In Baltimore, jurors are expecting that, prosecutors say, and they’re not getting it.
Prosecutors call it: “the CSI effect”.
It’s named after CSI: Crime Scene Investigation, the No. 1 rated show in the country, reaching nearly 30 million viewers weekly, according to Nielsen Media research.
Lawyers and scientists have noticed an unintended consequence: Jurors increasingly expect to encounter in the courtroom what they’ve seen on television.
“Jurors are so influenced by television to the point that it makes it nearly impossible for us,” said Baltimore’s Deputy State’s Attorney Haven Kodeck.
When Kodeck conducts orientation for grand juries, the first thing he does is explain the difference between real cases and made-for-television plots.
“I tell everyone, ‘If you watch CSI, please put it out of your mind,”’ he said. “People expect us to produce what TV produces, and that’s just not reality.”
But in two recent cases, Baltimore jurors said they needed more physical evidence to convict.

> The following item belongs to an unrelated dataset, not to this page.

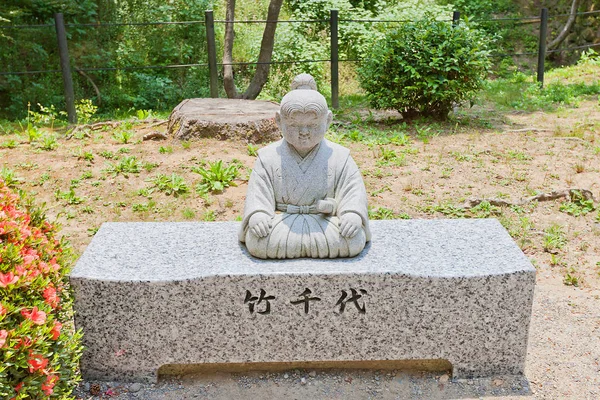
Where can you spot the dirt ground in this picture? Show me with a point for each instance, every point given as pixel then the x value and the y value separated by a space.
pixel 429 173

In one case, they disbelieved a priest’s testimony about who robbed him at gunpoint. In another, they refused to convict despite the word of an 11-year-old girl who came to court and pointed out the man who she said shot her father.
“I would have liked some kind of evidence, like finding the gun with fingerprints,” said Phil Cunneff, an alternate juror in the DeAndre Whitehead murder case, which included the small child as a witness.

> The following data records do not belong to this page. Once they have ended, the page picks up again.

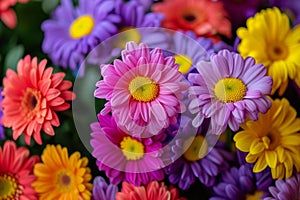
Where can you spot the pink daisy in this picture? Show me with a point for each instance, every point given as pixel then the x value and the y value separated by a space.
pixel 124 157
pixel 143 90
pixel 227 89
pixel 16 173
pixel 32 96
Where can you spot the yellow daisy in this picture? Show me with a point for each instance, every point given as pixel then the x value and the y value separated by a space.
pixel 271 41
pixel 61 177
pixel 273 140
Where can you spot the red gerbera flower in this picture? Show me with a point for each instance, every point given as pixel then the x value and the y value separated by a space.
pixel 31 98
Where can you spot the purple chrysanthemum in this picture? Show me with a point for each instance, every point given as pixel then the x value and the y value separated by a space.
pixel 124 157
pixel 72 32
pixel 196 157
pixel 228 89
pixel 241 183
pixel 288 189
pixel 2 135
pixel 143 90
pixel 102 190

After the verdict in the priest’s case -- in which a man was charged with holding up a parish -- jury foreman Candace Blankenship said: “There should have been some other evidence from the church.”
However, the priest, the Rev. Mike Orchik, thought his testimony, along with the testimony of another victim of the robbery, ought to be enough to convict the defendant.

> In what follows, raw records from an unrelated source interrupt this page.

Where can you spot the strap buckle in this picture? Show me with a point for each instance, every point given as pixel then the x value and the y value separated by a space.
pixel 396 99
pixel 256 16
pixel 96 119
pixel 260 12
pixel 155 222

“I thought I’d identified him very strongly,” Orchik said.
Fewer than 10 percent of the homicide cases in the Baltimore state’s attorney’s office involve fingerprint or DNA evidence, according to Donald Giblin, deputy chief of the division.
“I don’t watch the shows because it raises the hair on the back of my neck,” he said.
Thomas Mauriello, a forensic scientist and adjunct professor at the University of Maryland, College Park, said there is a disconnect because many jurors across the country believe they’re actually learning something about the criminal justice system when they watch television dramas.
“What’s happening is every day people are watching the TV show and they think they’re being educated as well as entertained,” Mauriello said. “When they are a member of a real case, they think they have knowledge of the scientific progress. They think the police didn’t do their job because they didn’t find a fingerprint. We’re polluting jury pools.”
Baltimore State’s Attorney Patricia C. Jessamy, who is on the board of the National District Attorneys Association, said the CSI effect is reaching across the nation.
“Everybody is complaining about it,” Jessamy said of her peers in other states. “It’s become a standing joke.”